In October 2010, merely five months after the Kallang slashings, one of the minor accomplices – Shahman Milak – was sentenced to two years' imprisonment and six strokes of the cane for attempted robbery after pleading guilty to the charge. Peter Usit Musa, Landa Surai, and Slyvester Beragok were brought to trial for the gang robbery of Wang Jiu Sheng. The trio were each sentenced to six years' imprisonment and twelve strokes of the cane for gang robbery in February 2011.

==Victims==
- Sandeep Singh, Indian national, construction worker, 24 years old: robbed of his mobile phone and wallet, suffered a fractured skull. (survived)
- Ang Jun Heng, Singaporean, full-time National Serviceman, 19 years old: robbed of his mobile phone and wallet, suffered a severed left hand and several laceration wounds, with one so deep that it almost cut his spinal cord. (survived)
- Egan Karrupaiah, Indian national, pipe fitter, 43 years old: robbed of his wallet and mobile phone, suffered various lacerations and fractures, four of his fingers cut off, and both his arms hacked to the bone. (survived)
- Shanmuganathan Dillidurai, Indian national, construction worker, 41 years old: robbed of his mobile phone, suffered a fractured skull, a severed left hand, a slash wound across his neck, and a back wound so deep that his shoulder blade was cracked. Found dead at 7:30 am (SGT), 30 May 2010.
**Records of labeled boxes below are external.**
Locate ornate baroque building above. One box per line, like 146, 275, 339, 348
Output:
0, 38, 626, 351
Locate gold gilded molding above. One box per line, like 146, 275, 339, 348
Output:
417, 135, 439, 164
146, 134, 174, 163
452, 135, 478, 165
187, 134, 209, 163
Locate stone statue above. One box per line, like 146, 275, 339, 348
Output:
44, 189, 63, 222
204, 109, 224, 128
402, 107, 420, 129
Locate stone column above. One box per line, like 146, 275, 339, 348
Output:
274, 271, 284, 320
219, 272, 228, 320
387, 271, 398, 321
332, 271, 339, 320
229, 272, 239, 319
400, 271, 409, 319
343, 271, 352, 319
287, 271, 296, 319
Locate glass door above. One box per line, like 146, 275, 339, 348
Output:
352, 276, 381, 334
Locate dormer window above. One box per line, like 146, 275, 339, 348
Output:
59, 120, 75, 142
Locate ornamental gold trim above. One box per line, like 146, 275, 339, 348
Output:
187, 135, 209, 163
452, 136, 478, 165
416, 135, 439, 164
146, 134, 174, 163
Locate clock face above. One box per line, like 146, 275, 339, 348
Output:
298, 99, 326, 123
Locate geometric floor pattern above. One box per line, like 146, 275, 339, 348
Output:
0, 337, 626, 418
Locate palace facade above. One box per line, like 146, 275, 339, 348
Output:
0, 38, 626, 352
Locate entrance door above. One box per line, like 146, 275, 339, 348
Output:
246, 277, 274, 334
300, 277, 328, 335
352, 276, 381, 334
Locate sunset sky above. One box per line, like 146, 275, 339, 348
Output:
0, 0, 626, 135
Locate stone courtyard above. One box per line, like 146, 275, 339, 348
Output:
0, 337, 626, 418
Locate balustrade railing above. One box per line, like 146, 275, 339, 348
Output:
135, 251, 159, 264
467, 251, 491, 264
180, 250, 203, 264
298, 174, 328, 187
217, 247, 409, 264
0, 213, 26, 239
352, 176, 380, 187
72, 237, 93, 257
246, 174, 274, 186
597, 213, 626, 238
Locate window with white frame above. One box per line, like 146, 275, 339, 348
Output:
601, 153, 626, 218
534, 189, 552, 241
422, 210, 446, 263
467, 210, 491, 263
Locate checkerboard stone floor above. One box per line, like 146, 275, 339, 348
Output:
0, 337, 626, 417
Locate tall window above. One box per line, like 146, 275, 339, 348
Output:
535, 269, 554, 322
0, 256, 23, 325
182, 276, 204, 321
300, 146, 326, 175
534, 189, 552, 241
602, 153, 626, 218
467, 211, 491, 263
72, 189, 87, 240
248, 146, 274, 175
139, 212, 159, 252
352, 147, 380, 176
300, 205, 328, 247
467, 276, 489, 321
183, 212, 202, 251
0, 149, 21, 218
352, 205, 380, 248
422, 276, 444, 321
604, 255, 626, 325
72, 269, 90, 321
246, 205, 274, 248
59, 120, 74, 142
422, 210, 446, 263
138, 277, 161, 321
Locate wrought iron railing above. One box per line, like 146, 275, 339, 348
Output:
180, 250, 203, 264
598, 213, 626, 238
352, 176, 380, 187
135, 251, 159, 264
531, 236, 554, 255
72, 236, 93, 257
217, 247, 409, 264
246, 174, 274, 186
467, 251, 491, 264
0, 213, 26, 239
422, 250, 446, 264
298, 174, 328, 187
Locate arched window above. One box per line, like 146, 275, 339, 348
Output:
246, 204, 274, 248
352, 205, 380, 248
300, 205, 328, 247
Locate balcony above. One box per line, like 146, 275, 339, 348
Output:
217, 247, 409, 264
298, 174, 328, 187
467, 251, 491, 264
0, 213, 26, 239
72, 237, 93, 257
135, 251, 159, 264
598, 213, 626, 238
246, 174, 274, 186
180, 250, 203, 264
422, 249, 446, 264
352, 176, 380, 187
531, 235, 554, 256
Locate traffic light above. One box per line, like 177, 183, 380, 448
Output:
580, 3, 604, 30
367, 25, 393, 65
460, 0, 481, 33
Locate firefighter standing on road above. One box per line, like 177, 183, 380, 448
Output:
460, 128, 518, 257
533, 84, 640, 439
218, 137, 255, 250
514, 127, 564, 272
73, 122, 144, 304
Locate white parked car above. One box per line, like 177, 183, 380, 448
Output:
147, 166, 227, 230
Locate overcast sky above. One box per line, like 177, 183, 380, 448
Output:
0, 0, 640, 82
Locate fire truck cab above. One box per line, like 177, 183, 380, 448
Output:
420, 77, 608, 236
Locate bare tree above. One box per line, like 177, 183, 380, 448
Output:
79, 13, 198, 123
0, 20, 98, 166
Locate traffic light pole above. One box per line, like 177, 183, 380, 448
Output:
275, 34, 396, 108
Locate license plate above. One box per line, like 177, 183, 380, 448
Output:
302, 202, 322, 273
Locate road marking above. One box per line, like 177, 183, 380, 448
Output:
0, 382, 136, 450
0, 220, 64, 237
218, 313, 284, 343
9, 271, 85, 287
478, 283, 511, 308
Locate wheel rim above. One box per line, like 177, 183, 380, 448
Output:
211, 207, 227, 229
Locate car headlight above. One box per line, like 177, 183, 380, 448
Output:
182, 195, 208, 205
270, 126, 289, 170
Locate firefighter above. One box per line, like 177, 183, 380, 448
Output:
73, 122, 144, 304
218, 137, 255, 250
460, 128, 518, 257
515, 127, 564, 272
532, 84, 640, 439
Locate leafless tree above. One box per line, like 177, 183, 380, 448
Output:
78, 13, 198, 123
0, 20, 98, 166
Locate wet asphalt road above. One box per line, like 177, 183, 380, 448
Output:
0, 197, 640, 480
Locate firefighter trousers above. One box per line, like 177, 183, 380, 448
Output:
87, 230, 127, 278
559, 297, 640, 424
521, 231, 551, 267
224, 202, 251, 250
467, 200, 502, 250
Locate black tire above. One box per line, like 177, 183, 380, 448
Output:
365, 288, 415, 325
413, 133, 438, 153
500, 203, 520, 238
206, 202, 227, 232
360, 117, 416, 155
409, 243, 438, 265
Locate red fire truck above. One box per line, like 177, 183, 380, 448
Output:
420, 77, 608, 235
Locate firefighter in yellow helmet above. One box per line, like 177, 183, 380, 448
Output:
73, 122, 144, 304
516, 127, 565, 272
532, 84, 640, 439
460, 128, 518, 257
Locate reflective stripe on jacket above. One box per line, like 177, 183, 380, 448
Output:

==The trials of the Kallang murderers==
===Hairee Anak Landak's conviction and sentence===
Eventually, the murder charge against Hairee Anak Landak, who was of Iban descent, was reduced to one of armed robbery with hurt. Hairee pleaded guilty to the reduced charge; he also admitted to two more charges of armed robbery with hurt relating to the attacks on Sandeep and Ang and was thus convicted of these three criminal charges while a fourth charge was taken into consideration during sentencing.

On 18 January 2013, 23-year-old Hairee Landak was sentenced to a total of 33 years' imprisonment and the maximum caning sentence of 24 strokes of the cane; during sentencing, Justice Tay Yong Kwang reportedly pointed out the "extremely vicious" nature of the attacks, agreeing with the prosecution to commit Hairee to a lengthy jail term with caning despite the mitigation plea by Hairee's two lawyers John Abraham and Rajan Supramaniam for leniency on account of Hairee's young age at the time of the offense and his cooperation with the police after his arrest. There was no appeal filed against the sentence.

===The murder trial of Micheal Anak Garing, and Tony Anak Imba===

The trial of Micheal Anak Garing and Tony Anak Imba began on 3 October 2013. Micheal was represented by lawyers Ramesh Tiwary and Josephus Tan, while Tony was represented by lawyers B. J. Lean and Amarick Gill Singh. The prosecution team consisted of Deputy Public Prosecutor (DPP) Anandan Bala, DPP Seraphina Fong Mian Yi, and DPP Marcus Foo Guo Wen from the Attorney-General's Chambers. The case was heard before Justice Choo Han Teck in the High Court of Singapore.

At the trial, all the three victims - Sandeep Singh, Ang Jun Heng, and Egan Karrupaiah - all testified at the trial against the two murder defendants. Even though he was the investigative officer in charge of this case, Senior Staff Sergeant Iskandar bin Rahmat, however, did not come to the trial to testify against the two men because he was undergoing investigations and remanded for his involvement in the Kovan double murders, which he committed merely three months before the beginning of the men's murder trial. The defense counsel for the two men sought to object to the prosecution's evidence regarding the first robberies they committed before that of Shanmuganathan, arguing over the pre-judicial effect it might have on their clients' cases. Later on, Justice Choo ruled that the evidence of the other robberies are relevant to the case.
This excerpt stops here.